Hidden Senses: The Proprioceptive and Vestibular Systems
When I was in school, we were taught the five senses: sight, smell, hearing, touch, and taste. Hopefully, the curriculum has been updated because there are actually eight senses. The other three are interoception, proprioception, and the vestibular sense. While the traditional five senses tell us about the world around us, these three inner senses tell us about ourselves and our bodies. Today I’m going to focus on the two sensory systems that tell us about our bodies in space, where we are and what we’re doing, the proprioceptive and vestibular systems, and how we can use them to regulate ourselves.
Proprioception is our sense of our body in space. It lets us know where our limbs and joints are in relation to each other and where we are in relation to other objects. This sense is what keeps us from bumping into walls or furniture. But proprioception also tells us how much force to use for a given task and allows us to determine our own strength. For example, when you go to lift a suitcase thinking it’s fully packed, you use a certain amount of power – but if that suitcase is actually empty, you get a surprise when it lifts too easily! Likewise, you use less force when writing with a smooth-flowing pen than when you’re using a dull pencil.
Our vestibular sense is all about how we’re moving. Centered in the inner ear, the vestibular system focuses on the position of our head to tell us how fast we’re moving, which way is up, how good our balance is, whether our position is stable, etc. Dysfunction in the vestibular system can cause vertigo, dizzy spells, and motion sickness.
We Need the Stimulation
Neurotypical people may only need the feeling of their butt in their chair to tell them where their body is. But for many autistic or otherwise neurodivergent people, we need more. Autistic children and adults often need more input for our proprioceptive system to make sense of what it’s getting. Without enough proprioceptive input, our bodies may go limp and slouchy, we might lean on things, or we may appear clumsy because we’re not sure where our limbs are. When we actively seek proprioceptive information, we might run and jump, chew on things, play roughly, or generally have trouble being still.
Autistic people often have a similar need for vestibular input – we need a lot of information for this system to do its job. Low vestibular input will lead us to full-body rocking, spinning on foot or in chairs, or any kind of rhythmic movement. Some people who seek vestibular input may tend to always move quickly; children may run, skip, or hop everywhere they go.

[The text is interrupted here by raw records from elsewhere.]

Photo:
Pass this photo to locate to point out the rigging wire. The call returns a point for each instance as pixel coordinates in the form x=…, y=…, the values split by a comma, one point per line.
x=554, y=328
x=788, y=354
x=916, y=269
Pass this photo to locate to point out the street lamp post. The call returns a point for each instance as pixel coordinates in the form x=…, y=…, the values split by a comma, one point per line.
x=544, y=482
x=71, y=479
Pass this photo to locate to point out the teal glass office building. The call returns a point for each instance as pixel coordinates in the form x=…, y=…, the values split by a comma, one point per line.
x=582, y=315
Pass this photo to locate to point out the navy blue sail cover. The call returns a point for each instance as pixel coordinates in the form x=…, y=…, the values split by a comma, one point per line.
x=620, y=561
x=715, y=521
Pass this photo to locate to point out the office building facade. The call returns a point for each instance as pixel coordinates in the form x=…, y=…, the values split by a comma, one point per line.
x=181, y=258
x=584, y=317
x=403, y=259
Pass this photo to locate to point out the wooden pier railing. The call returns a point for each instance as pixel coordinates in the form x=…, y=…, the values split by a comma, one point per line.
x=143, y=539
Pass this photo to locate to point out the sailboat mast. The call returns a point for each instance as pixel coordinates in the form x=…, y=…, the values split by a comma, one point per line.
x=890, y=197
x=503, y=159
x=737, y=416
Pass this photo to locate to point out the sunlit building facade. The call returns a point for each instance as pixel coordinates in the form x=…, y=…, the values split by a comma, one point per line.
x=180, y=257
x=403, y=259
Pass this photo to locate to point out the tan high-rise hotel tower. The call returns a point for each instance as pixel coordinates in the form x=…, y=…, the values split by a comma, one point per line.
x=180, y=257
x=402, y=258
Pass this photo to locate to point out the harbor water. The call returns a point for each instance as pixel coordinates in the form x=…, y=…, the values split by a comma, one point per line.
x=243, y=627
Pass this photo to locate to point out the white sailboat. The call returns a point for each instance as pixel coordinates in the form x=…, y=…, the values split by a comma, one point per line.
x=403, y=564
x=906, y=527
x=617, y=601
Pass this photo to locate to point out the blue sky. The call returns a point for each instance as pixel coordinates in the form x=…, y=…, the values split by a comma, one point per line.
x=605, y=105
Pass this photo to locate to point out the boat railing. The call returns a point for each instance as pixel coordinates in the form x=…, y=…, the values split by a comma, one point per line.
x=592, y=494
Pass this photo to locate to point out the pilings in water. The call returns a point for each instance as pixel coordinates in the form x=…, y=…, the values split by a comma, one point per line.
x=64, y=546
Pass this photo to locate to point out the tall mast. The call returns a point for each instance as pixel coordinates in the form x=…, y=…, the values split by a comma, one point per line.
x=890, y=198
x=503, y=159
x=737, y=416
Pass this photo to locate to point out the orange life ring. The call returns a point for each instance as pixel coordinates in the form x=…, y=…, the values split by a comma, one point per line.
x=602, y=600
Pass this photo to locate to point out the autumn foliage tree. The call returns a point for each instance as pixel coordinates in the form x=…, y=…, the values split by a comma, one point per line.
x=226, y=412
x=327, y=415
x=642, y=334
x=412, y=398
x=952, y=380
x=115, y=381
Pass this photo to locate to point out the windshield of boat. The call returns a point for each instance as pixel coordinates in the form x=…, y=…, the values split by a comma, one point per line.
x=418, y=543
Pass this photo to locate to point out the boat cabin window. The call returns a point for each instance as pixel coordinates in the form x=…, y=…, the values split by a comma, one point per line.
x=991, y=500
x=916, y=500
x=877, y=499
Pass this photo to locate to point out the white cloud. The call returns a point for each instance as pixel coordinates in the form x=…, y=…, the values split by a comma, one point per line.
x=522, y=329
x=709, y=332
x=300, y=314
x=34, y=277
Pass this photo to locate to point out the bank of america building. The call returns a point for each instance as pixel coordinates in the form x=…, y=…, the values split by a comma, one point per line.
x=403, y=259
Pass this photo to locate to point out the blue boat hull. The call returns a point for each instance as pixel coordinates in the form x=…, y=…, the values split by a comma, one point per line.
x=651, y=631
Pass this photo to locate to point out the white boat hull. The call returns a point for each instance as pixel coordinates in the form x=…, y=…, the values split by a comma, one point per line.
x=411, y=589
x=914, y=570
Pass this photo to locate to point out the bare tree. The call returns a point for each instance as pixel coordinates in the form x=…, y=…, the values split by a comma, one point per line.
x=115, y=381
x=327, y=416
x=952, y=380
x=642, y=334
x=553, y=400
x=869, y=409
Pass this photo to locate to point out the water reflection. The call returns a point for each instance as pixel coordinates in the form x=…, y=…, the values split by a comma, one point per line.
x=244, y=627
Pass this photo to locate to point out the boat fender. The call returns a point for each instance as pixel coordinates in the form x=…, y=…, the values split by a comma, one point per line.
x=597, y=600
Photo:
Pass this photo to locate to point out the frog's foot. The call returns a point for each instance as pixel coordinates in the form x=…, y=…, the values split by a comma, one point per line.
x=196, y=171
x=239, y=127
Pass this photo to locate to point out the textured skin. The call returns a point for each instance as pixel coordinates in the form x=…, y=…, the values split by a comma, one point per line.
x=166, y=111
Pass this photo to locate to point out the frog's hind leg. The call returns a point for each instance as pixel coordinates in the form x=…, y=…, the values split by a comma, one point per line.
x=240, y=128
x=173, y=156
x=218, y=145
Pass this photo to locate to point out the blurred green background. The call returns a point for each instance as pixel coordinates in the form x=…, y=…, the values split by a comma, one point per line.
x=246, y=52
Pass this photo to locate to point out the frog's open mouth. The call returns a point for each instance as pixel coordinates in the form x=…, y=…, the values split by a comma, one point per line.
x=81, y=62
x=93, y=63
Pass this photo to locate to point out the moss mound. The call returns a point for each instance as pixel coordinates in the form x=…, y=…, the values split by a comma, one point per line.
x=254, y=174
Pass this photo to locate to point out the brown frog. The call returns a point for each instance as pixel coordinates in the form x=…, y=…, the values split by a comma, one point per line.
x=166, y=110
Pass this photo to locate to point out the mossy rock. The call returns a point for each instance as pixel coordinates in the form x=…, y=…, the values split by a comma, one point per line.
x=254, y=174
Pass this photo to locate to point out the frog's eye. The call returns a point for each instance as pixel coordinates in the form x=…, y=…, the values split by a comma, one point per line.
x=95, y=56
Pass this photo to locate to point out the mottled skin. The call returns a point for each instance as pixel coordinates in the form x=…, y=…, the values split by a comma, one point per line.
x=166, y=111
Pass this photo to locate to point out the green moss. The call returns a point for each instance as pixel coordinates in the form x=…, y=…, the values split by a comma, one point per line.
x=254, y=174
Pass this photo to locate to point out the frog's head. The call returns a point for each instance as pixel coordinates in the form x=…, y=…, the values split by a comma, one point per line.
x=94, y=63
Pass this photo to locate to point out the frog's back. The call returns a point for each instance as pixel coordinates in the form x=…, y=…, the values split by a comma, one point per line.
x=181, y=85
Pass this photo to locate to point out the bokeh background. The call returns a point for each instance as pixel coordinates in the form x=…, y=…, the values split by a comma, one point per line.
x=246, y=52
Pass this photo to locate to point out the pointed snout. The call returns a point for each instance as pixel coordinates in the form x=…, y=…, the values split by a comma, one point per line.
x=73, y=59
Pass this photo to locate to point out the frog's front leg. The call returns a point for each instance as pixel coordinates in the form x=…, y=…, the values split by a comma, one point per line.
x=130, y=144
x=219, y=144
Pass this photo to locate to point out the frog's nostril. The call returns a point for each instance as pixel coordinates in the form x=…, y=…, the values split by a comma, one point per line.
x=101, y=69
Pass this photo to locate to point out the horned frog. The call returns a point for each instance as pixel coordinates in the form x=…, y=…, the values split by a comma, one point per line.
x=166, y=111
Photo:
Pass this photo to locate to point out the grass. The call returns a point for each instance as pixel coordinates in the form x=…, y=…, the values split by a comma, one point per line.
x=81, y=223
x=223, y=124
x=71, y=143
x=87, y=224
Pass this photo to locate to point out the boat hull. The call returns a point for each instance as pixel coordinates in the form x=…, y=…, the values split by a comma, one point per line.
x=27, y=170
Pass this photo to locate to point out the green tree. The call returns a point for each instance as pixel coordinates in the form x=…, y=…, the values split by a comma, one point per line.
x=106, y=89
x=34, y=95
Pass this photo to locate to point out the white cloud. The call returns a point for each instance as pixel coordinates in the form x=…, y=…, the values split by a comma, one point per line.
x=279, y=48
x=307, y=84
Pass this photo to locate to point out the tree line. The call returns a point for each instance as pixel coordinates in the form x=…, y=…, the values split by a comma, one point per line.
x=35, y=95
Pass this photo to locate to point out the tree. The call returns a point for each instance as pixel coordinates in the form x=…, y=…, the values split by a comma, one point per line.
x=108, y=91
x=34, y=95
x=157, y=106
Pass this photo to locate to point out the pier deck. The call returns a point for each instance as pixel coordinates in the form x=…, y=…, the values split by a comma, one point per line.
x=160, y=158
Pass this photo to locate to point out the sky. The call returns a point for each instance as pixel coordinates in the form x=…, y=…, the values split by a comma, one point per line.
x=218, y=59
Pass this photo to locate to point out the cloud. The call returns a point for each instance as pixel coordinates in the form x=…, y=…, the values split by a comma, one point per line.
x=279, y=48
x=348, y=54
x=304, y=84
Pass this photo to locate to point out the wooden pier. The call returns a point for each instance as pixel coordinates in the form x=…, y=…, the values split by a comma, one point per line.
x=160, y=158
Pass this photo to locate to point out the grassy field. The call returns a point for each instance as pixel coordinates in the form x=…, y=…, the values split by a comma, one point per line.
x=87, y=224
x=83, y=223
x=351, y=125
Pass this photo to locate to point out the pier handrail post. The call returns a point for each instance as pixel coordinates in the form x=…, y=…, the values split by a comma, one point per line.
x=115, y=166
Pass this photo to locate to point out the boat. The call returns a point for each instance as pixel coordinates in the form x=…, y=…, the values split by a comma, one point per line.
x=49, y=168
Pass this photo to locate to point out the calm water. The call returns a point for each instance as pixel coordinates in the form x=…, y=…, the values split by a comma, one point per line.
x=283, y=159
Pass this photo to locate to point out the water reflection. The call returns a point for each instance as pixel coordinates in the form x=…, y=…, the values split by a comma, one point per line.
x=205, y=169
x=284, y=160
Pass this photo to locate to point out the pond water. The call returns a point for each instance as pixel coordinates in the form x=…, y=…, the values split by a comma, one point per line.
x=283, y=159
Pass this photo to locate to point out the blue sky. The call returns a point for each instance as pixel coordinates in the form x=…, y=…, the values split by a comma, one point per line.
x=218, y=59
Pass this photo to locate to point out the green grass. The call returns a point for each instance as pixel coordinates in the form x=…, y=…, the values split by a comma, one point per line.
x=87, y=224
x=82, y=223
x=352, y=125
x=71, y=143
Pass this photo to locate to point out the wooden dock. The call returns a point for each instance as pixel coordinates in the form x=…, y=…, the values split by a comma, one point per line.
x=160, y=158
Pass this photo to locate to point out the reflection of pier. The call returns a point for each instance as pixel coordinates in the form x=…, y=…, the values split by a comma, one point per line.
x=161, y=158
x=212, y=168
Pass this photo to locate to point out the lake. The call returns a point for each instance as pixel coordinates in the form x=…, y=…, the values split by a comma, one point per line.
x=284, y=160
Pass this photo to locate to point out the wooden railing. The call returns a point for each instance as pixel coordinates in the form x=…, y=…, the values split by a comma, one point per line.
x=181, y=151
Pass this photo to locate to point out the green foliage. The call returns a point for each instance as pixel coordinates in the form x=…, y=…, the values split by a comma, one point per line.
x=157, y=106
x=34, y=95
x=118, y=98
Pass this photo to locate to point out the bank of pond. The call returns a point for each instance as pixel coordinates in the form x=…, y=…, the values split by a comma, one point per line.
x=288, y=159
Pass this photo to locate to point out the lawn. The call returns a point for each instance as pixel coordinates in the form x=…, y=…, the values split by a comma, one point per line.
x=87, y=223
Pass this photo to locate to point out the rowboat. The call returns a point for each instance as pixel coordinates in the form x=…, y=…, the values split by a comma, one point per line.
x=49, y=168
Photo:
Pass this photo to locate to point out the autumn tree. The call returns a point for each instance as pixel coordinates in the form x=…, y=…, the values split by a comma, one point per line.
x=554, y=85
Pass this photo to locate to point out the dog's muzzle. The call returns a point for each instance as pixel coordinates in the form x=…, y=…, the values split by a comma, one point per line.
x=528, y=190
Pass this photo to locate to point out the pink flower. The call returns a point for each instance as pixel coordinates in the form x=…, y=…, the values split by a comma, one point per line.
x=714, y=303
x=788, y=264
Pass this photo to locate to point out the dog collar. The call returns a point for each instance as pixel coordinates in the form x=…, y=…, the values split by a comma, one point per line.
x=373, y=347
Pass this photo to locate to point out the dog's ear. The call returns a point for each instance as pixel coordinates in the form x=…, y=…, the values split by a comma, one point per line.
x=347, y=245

How to Stimulate These Sensory Systems
Since autistic kids and adults need proprioceptive and vestibular stimulation regularly, it’s important to have several ways to get that sensory input when we need it.
The proprioceptive system responds to what’s known as “heavy work” – basically, pushing, pulling, and carrying. Think of anything that applies pressure or compression to the muscles and joints or stretches muscles and pulls joints apart. There are lots of play activities that fit the bill: hanging from monkey bars, climbing on a jungle gym, crawling on the floor, etc. Full-body exercise or everyday activities like push-ups (on the floor, a chair, or a wall), lifting weights, carrying groceries, books, or boxes, or doing yard work can give great proprioceptive stimulation. For more passive proprioceptive input, there are weighted blankets, lap pads, or vests, as well as compression shirts. Or you can get a similar effect from wearing skinny jeans, leggings, or yoga pants, boots, or corsets.
Vestibular stimulation can come from almost any movement or change in position – up and down, side to side, twisting and turning. On a playground, that could be swings, see-saws, merry-go-rounds, etc. Hanging upside down gives great vestibular as well as proprioceptive input! Other vestibular-stimulating play includes jumping, cartwheels, somersaults, or obstacle courses – jump over something, drop to crawl through a tunnel, run between markers, etc. For more intentional exercise, look to swimming, yoga (especially sequences that go up and down, like sun salutations), riding a bike, or HIIT workouts that give multiple forms of movement in rapid succession.
You might notice that a lot of these activities stimulate both the proprioceptive and vestibular systems. That’s because these two systems work together for motor planning, control, and coordination.
Why Is It So Important?
Stimulating the proprioceptive and vestibular systems helps with body awareness, regulation, and stress relief. Getting in touch with the body from within helps to organize all the information we get from our other five senses about the world outside of us. It’s also calming and helps us to focus – even chewing gum to help you think is proprioceptive stimulation.
Autistic kids and adults benefit from extra vestibular and proprioceptive input because it helps us handle the sensory stress we get from our other senses. This is what we get from our sensory breaks, a way of calming and regulating ourselves so we can cope better with the rest of the world.
What’s your favorite way to get vestibular or proprioceptive stimulation? How do you know when you’re not getting enough – do you get sluggish, have trouble focusing? I often find that when I can’t get my brain focused, a few minutes of physical activity like yoga or dancing gets me settled again. Do you work sensory breaks into your day regularly?